Thus, he said, companies should set up a business risk program with a governing body that defines and manages those risks, monitoring AI for behavior changes.
Reframe how AI is managed
Sanchit Vir Gogia, chief analyst at Greyhound Research, said addressing this problem requires executives to first reframe the structural questions.
“Most enterprises still talk about AI inside operational environments as if it were an analytics layer, something clever sitting on top of infrastructure. That framing is already outdated,” he said. “The moment an AI system influences a physical process, even indirectly, it stops being an analytics tool, it becomes part of the control system. And once it becomes part of the control system, it inherits the responsibilities of safety engineering.”
He noted that the consequences of misconfiguration in cyber physical environments differ from those in traditional IT estates, where outages or instability may result.
“In cyber physical environments, misconfiguration interacts with physics. A badly tuned threshold in a predictive model, a configuration tweak that alters sensitivity to anomaly detection, a smoothing algorithm that unintentionally filters weak signals, or a quiet shift in telemetry scaling can all change how the system behaves,” he said. “Not catastrophically at first.
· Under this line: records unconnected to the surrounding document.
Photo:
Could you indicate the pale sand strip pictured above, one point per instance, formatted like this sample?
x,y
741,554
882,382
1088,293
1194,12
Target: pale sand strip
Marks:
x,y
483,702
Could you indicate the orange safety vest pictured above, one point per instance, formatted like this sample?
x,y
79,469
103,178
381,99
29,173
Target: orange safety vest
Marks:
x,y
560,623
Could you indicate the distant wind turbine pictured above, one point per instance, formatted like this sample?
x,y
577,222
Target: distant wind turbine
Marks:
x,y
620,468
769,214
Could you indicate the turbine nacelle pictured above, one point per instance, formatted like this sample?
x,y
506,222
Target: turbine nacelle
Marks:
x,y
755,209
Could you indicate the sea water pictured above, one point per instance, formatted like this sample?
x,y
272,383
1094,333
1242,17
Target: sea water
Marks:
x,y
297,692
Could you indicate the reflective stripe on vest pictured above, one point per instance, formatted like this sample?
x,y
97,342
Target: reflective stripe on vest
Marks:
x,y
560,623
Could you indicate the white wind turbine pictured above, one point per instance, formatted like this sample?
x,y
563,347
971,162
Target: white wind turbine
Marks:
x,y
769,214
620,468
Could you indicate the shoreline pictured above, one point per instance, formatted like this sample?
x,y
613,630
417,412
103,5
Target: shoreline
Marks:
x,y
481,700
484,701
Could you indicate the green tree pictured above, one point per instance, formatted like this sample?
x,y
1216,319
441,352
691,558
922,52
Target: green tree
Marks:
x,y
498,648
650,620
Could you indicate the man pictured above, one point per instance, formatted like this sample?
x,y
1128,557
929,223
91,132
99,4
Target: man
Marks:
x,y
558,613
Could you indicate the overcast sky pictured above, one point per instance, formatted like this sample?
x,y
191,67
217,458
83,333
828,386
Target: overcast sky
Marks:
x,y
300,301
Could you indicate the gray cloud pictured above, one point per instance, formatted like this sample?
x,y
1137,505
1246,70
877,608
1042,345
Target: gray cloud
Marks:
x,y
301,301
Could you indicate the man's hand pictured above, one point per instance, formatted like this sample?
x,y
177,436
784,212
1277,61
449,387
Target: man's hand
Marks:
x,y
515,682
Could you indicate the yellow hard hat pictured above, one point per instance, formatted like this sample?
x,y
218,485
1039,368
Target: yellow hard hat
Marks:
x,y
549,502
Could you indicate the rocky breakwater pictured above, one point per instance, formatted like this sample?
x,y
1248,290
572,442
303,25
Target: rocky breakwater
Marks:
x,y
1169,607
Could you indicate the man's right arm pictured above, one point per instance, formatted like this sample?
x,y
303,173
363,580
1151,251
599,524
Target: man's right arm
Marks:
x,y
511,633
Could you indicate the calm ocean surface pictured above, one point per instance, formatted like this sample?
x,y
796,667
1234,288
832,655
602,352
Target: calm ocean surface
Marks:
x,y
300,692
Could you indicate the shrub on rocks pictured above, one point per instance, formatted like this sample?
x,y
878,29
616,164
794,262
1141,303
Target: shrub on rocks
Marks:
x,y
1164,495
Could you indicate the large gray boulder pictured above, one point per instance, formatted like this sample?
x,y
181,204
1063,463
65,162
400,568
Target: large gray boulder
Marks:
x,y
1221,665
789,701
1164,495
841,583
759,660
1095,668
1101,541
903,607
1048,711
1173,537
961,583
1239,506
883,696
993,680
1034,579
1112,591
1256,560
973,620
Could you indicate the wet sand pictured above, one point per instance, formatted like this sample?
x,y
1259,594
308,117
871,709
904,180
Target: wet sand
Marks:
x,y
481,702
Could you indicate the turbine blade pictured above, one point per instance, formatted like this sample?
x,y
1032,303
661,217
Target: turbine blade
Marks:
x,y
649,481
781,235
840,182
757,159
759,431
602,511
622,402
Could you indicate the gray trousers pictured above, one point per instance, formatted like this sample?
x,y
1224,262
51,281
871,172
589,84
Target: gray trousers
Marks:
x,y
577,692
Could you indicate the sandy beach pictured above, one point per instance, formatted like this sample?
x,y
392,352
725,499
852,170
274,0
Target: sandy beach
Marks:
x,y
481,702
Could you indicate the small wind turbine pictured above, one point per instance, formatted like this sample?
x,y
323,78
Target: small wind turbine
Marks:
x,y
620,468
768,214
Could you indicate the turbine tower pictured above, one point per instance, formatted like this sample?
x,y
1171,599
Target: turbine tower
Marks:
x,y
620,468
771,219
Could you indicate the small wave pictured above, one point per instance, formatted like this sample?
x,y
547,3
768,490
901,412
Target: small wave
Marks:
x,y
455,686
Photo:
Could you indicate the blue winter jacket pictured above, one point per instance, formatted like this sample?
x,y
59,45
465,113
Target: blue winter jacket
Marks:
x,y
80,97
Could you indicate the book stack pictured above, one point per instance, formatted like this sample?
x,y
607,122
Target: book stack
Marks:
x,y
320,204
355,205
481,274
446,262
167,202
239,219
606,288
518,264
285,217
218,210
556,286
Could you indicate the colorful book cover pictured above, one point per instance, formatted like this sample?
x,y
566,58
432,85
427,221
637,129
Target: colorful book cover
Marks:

Subtly. And in tightly coupled infrastructure, subtle is often how cascade begins.”
He added: “Organizations should require explicit articulation of worst-case behavioral scenarios for every AI-enabled operational component. If demand signals are misinterpreted, what happens? If telemetry shifts gradually, how does sensitivity change? If thresholds are misaligned, what boundary condition prevents runaway behavior? When teams cannot answer these questions clearly, governance maturity is incomplete.”